At this point in the talk the new Application Level Failure Injection (ALFI) product from Gremlin was announced. ALFI supports "level 2" experimentation by facilitating request-level precision for targeting the impact of an experiment. This is achieved by specifying "coordinates" within the system and matching experiments to be run against a set of targets. Coordinates include application concerns such as user identifier or A/B tests, and platform concerns such as service or geographical region. An engineer can also define their own coordinates using a custom implementation.

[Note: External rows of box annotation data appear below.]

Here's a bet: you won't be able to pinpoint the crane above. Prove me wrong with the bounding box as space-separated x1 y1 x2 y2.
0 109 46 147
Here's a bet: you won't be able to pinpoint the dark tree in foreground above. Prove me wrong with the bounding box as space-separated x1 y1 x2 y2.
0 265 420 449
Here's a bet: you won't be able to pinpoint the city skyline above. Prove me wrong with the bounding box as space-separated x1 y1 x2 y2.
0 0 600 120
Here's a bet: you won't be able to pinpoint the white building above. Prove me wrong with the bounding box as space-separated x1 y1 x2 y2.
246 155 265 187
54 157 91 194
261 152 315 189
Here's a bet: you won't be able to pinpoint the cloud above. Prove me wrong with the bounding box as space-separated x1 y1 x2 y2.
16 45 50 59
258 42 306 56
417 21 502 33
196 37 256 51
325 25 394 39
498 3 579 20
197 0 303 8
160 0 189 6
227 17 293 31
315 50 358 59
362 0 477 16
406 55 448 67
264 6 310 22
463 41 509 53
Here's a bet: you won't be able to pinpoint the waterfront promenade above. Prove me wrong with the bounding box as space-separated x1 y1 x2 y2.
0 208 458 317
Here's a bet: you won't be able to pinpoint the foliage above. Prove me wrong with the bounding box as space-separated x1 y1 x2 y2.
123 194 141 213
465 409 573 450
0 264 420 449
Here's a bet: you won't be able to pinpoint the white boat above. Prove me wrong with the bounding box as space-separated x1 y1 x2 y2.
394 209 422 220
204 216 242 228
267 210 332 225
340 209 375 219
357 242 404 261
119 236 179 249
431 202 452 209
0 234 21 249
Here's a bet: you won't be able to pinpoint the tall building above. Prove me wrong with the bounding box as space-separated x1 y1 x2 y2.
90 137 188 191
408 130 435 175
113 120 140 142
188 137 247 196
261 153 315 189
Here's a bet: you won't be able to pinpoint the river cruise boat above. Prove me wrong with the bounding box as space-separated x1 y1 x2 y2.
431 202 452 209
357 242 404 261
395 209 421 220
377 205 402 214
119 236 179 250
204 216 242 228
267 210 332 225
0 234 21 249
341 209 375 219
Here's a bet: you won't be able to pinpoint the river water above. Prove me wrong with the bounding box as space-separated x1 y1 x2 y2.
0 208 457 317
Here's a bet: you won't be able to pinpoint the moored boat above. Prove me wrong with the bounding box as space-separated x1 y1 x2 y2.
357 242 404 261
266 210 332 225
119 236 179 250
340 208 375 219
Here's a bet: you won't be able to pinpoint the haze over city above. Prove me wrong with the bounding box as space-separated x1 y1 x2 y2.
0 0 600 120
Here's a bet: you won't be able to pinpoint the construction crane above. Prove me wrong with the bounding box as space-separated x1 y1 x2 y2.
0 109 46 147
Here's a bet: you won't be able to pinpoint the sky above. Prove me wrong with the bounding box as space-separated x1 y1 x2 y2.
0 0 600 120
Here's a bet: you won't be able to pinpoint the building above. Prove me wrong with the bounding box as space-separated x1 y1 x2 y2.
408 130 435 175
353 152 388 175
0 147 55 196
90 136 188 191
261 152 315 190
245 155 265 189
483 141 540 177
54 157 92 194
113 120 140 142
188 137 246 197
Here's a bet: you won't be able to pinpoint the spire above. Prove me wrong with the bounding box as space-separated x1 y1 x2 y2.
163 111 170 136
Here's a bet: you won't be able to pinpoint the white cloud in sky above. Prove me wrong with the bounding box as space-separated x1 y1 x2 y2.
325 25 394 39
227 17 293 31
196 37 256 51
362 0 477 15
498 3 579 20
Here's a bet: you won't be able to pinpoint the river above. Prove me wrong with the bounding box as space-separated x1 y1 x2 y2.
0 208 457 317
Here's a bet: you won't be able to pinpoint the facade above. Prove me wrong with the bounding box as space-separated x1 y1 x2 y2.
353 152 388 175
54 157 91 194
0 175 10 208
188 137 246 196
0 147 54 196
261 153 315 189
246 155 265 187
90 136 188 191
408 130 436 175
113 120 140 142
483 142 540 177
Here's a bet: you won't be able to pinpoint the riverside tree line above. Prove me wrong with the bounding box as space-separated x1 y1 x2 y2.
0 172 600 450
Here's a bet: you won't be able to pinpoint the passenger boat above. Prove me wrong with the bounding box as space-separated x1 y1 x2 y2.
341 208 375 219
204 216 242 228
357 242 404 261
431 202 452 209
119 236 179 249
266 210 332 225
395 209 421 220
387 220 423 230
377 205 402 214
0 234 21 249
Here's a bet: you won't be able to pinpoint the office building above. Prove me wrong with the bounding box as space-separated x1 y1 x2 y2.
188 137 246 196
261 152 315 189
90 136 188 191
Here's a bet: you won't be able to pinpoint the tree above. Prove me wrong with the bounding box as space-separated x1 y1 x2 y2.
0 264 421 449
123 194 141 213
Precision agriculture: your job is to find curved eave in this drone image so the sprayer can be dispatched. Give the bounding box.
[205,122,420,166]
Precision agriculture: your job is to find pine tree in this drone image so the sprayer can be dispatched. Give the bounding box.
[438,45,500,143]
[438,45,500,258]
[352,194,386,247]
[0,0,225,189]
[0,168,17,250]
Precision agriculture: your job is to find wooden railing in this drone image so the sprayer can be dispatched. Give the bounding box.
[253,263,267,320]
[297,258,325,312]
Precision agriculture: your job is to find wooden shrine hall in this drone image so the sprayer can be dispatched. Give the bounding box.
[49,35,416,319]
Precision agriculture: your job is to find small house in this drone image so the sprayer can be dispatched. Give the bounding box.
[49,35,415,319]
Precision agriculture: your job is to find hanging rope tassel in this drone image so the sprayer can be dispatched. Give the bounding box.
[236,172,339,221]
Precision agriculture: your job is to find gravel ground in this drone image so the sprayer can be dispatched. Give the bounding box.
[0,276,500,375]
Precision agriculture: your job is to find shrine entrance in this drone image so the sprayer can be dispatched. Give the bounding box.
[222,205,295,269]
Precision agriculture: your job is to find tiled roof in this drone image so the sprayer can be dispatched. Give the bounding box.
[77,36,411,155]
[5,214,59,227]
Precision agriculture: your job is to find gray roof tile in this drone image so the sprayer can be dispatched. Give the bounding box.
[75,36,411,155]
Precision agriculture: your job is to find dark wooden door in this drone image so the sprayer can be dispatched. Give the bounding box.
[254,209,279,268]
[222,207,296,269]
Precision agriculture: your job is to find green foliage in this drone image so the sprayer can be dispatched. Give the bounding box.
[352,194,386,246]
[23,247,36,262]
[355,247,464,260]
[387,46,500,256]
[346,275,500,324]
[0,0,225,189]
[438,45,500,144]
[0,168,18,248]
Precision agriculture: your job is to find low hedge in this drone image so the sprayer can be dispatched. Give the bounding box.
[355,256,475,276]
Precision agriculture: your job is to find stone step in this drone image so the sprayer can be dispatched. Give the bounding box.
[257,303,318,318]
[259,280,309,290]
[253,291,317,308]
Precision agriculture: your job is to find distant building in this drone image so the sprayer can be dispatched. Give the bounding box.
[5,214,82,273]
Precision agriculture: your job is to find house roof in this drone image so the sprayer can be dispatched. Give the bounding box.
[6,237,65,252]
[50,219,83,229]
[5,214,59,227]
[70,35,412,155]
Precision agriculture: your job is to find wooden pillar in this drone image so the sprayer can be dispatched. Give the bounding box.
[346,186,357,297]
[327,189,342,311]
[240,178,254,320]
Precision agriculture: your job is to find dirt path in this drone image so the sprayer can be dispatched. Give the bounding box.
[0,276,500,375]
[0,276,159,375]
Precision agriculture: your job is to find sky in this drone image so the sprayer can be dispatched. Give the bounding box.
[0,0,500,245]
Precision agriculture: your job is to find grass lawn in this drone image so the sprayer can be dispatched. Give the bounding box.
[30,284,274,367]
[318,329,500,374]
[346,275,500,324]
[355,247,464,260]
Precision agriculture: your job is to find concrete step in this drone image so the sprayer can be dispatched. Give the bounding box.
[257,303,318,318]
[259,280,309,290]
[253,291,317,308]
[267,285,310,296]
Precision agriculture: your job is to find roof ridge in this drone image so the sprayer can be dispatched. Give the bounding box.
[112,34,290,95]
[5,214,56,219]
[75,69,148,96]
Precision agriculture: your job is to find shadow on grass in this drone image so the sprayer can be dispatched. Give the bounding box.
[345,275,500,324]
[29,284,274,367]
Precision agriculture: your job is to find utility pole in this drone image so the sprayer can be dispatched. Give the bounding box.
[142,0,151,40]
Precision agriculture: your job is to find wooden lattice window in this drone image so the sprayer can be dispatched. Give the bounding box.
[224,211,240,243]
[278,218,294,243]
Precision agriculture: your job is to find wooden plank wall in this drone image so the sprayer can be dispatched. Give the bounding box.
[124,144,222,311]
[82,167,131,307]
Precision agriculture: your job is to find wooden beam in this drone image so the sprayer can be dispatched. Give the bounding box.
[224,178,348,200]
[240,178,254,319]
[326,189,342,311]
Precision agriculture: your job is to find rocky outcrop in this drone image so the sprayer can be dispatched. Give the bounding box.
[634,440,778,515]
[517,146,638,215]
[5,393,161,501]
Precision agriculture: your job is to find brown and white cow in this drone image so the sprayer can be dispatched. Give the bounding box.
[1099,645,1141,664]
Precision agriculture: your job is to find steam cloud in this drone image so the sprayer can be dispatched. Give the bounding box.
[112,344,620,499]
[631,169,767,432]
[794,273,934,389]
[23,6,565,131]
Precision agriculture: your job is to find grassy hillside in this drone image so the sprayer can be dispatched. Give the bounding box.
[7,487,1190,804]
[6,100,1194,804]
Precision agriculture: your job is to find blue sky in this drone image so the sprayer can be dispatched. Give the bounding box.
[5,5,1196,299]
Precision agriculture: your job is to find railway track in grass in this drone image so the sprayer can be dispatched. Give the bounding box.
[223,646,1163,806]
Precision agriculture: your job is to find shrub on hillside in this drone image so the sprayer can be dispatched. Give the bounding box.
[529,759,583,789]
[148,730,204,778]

Andrus concluded his talk by stating that targeted coordinates can be used to minimise the potential "blast radius" of an experiment and also to reproduce production outages without disturbing the entire system. Experiments should be safely scaled in an iterative fashion:
- Validating the user experience using a test user or device
- Run for 1% of traffic, measure the impact
- Repeat for 10% of traffic
- Scale up to 25%, 50%, 100%
Outages can also be reproduced using a similar pattern:
- When an outage occurs, define a hypothesis as to why
- Create an experiment that runs against, for example, a single test user account
- Login as the test user and load the page/application
- Find the logs/evidence and validate the hypothesis
- Create a pull request to fix the issue
More details on the inaugural ChaosConf can be found on the conference website, and the video recordings for all of the talks are available on the Gremlin YouTube "ChaosConf 2018" channel.